Q2. Provide two examples of council’s actions over the past three years and explain why or why not you support them.

2. I do not support the 10 per cent property tax increase over the last past years. We are spending too much for infrastructure upgrades to accommodate urban sprawl. We should not pay for past and future residential development costs out of general revenues. There is a false sense that we are better off because of  development. Development should stand on its own economic merits and should not be subsidized by the taxpayer.

I support the initiative to push forward in preparing the core for development and to provide incentives to business to come to Maple Ridge.  But we will need to go further by focusing on creating a uniqueness about Maple Ridge (see my platform on building post secondary education) to be proactive establishing partnerships and relationships, and streamlining our core development process.

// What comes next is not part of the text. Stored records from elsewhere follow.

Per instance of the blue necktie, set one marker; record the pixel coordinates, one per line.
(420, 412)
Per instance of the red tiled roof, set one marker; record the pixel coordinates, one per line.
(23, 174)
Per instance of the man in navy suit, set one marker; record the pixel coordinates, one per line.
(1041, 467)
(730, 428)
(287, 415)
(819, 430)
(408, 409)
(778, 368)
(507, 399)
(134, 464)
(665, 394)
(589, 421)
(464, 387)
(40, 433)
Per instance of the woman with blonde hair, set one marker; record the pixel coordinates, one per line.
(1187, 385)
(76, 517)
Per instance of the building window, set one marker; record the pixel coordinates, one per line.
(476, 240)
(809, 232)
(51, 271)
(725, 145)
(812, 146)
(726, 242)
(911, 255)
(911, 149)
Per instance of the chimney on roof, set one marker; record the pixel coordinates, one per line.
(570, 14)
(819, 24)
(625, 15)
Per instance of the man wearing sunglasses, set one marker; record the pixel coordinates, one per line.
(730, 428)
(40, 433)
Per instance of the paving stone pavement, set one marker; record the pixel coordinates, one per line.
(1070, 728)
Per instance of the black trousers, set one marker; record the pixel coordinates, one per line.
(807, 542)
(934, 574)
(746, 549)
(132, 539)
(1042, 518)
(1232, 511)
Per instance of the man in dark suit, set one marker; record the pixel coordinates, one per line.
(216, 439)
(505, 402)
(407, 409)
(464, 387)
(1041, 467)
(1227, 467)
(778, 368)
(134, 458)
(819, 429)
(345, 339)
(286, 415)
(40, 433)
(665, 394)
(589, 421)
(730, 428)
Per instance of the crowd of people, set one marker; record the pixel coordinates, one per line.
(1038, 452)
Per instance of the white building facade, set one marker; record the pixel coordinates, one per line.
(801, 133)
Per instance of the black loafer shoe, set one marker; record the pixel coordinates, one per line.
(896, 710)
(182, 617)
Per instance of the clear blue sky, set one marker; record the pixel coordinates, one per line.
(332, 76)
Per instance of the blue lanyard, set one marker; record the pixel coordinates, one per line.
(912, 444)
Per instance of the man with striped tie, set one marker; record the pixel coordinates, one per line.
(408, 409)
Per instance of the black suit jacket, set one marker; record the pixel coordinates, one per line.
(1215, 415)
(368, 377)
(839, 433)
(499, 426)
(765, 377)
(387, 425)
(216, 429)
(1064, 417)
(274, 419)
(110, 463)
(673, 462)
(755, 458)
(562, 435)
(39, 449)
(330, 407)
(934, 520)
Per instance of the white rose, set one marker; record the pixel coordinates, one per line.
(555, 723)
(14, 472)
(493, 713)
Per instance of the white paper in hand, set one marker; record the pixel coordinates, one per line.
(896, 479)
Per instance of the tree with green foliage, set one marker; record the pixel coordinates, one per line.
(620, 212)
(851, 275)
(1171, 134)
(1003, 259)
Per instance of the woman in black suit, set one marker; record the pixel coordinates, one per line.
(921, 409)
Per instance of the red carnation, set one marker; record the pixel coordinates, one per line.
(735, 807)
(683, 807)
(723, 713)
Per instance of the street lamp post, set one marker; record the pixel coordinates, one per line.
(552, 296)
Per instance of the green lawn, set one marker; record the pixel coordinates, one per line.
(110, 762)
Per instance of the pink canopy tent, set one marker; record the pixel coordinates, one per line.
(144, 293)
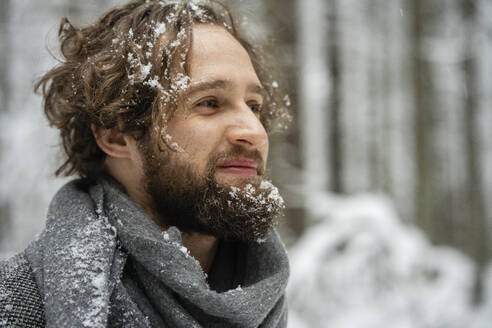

Q3. Do you support the 13-per-cent increase (over three years) in councillor’s salaries approved last summer? Why or why not? Explain what you would do if elected.

3. I am in favour of the pay increase only if councillors are committing to their job full-time, thus taking away the opportunity to engage in other businesses that could be a conflict of interest. I will have to resign from the RCMP when I am elected. Bottom line is, people should be paid for what they are worth, and public servants should be accountable to their time and the quality of work. Councillors should take a proactive role in engaging and communicating with the community, to get in to the trenches with all people in the community, as I and many other volunteers do.